OCTOBER 4, 2014

For years, the US government has been relatively successful at shielding from public view much of what goes on with the scores of men detained for years without trial at Guantanamo Bay.

But in a strong rebuke to continued government secrecy, a federal judge on Friday ordered the Obama administration to unseal 28 videotapes depicting forced-feedings of Abu Wa’elDhiab, a Guantanamo detainee from Syria.  Dhiab is one of many Guantanamo detainees who, off and on over the years, have been on hunger strike to protest their indefinite detention. At its peak in the summer of 2013, 106 men were on hunger strike. The military no longer discloses the number.

Dhiab is challenging both the government’s use of forced-feedings while he is on hunger strike, as well as his ongoing detention without charge or trial—now in its 12th year.

To be sure, the forced-feeding going on at Guantanamo Bay is a gruesome practice. It involves snaking a tube down a detainee’s nose into his stomach while he is tied down in a restraint chair as cans of Ensure nutritional supplement are funneled into his stomach. Human Rights Watch, and numerous other human rights and medical ethics organizations, consider forced-feeding of hunger-striking detainees sufficiently competent to refuse medical treatment, to be cruel, inhuman, and degrading treatment.
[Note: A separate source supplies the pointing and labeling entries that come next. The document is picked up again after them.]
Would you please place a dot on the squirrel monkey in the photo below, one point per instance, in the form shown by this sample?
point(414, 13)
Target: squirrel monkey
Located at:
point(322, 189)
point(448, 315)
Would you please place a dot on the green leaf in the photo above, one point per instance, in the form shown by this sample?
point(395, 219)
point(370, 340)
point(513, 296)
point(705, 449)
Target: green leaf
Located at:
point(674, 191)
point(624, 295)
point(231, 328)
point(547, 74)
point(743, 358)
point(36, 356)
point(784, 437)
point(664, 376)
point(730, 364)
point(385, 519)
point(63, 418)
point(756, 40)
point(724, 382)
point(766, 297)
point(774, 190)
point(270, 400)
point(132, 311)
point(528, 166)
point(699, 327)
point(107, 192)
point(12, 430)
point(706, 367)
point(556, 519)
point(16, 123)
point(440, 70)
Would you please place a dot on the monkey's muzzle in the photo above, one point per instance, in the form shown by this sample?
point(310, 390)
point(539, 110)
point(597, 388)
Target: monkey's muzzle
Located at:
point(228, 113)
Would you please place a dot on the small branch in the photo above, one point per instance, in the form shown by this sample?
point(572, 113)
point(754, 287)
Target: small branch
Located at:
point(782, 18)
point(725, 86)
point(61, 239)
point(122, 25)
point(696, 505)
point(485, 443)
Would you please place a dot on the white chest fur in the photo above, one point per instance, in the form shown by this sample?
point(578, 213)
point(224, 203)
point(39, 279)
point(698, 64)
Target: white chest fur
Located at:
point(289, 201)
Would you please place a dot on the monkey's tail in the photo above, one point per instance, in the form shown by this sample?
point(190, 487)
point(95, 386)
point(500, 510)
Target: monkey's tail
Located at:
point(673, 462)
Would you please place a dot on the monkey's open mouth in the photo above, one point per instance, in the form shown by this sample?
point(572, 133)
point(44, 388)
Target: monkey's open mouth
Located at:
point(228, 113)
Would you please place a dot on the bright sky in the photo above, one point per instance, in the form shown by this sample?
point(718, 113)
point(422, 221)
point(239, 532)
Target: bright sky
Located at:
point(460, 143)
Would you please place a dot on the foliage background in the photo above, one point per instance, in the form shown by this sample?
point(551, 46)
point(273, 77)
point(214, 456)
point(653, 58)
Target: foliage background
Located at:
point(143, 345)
The government rejects this view, contending they need to use forced-feedings to save the lives of detainees. The detaineesassert the feedings are being done prematurely, before they are necessary to save their lives and that they are being done in an excessively violent fashion. They also claim it is aimed at punishing the detainees and deterring them from using the most effective means of protest they have at their disposal.

The ruling today did not address the merits of those arguments, but it was no less important, as it addressed a key problem at Guantanamo: secrecy. The government opposed Dhiab’s request for disclosure of the tapes of his forced feedings, contending that they could be used to fuel anti-American sentiment. DC District Court Judge Gladys Kessler disagreed, calling the government’s argument “speculative” and noting that the free speech rights afforded by the First Amendment cannot be defeated simply because they “might offend a hostile mob.”

That outcome is an important recognition of basic rights, even for Guantanamo detainees. Regardless of one’s view of the hunger strikers, the videotapes should never have been shielded from public view. Americans should be able to decide for themselves whether they agree or disagree with Defense Department practice. The decision today is a victory for those who oppose the unlawful indefinite detention without trial of detainees at Guantanamo Bay. But it’s also a victory for freedom of expression and the right to seek, receive and impart information, and the public’s ability to hold the US government to account for its actions.